One central difference between private and public equity investing is that, unlike the majority of public equity investment managers, private equity fund managers typically acquire controlling stakes in firms with the intention of effecting beneficial change, be that on a managerial, operational, or financial level. Therefore, the investment role undertaken by a typical private equity fund manager can differ quite substantially from the role undertaken by a typical public equity fund manager.

However, similarities between private equity fund managers and public equity fund managers do exist: one of these is the active portfolio management component. Private equity fund managers aim to seek out the most attractive individual company investments when constructing their portfolios and are not constrained by the requirement to consider any specific reference benchmark or index. Similarly, some public equity fund managers will deviate substantially from the public equity benchmark against which their performance will generally be measured. Rather than passively tracking a benchmark index, they will seek to add value (and thereby aim to generate outperformance) by actively identifying stocks that have the potential to perform more strongly than public equity markets overall.

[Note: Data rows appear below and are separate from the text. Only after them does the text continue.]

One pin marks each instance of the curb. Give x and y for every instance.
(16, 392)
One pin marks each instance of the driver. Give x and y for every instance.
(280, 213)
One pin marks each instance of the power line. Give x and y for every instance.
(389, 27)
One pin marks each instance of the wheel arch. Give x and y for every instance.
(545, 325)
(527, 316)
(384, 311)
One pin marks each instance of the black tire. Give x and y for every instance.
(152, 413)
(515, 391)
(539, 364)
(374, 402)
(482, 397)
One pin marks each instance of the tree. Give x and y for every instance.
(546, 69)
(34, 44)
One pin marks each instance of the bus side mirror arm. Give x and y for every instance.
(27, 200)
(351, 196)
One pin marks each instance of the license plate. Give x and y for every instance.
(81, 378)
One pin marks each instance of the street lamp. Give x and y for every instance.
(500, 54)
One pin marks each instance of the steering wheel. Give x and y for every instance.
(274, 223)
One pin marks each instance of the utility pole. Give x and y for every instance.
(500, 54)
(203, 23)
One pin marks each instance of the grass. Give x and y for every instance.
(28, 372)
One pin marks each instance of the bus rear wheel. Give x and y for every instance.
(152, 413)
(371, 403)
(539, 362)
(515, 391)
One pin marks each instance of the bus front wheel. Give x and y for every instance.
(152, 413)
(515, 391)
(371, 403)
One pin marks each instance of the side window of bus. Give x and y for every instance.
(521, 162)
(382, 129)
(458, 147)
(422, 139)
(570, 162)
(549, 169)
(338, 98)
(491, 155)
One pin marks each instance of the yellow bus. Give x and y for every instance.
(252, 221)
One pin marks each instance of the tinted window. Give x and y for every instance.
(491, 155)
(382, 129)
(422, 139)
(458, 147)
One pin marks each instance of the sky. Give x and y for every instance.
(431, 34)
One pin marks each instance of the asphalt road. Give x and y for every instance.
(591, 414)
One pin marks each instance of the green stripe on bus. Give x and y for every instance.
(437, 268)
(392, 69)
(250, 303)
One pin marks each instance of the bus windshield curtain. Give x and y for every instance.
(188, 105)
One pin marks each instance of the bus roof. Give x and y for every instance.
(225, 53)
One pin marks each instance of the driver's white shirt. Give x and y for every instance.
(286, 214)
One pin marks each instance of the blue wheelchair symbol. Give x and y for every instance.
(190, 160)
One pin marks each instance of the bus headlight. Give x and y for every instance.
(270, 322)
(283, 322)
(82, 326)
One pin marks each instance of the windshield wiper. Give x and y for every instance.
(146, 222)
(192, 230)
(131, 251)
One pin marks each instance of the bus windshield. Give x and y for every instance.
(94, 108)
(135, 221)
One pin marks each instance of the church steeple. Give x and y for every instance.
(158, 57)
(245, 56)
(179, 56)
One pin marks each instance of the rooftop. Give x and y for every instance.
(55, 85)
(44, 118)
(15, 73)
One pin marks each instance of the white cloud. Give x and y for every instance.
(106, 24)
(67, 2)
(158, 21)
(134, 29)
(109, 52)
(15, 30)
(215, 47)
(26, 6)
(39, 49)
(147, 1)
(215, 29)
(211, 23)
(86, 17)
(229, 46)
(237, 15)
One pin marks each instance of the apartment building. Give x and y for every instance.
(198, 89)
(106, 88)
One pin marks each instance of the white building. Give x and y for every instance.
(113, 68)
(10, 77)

In reality, few public equity fund managers regard themselves as purely passive index trackers, but there is a spectrum based on the level of divergence from the relevant public market index that an individual manager is prepared to tolerate. The more a public equity fund manager does this, and thereby deviates from an index when constructing its overall portfolio, the more it can be thought of as an “active” equity fund manager.

Once we consider this distinction, another performance comparison approach for private equity presents itself. Rather than just benchmarking private equity performance against a suitable passive public equity benchmark (such as the S&P 500, FTSE All-Share, or MSCI All Country World Index, as appropriate) we can consider comparing private equity’s performance against that of active public equity funds. A performance comparison exercise that utilizes broad-based benchmarks, such as the S&P 500, seems valid to the extent a private equity investor regards a passive – or index-based – public equity strategy as its closest alternative investment choice. However, to the extent that an actively-managed public equity portfolio is regarded as a reasonable (or indeed a preferred) alternative to a private equity investment program, then a benchmark based on a cohort of active public equity managers (e.g. mutual funds) is perhaps more suitable.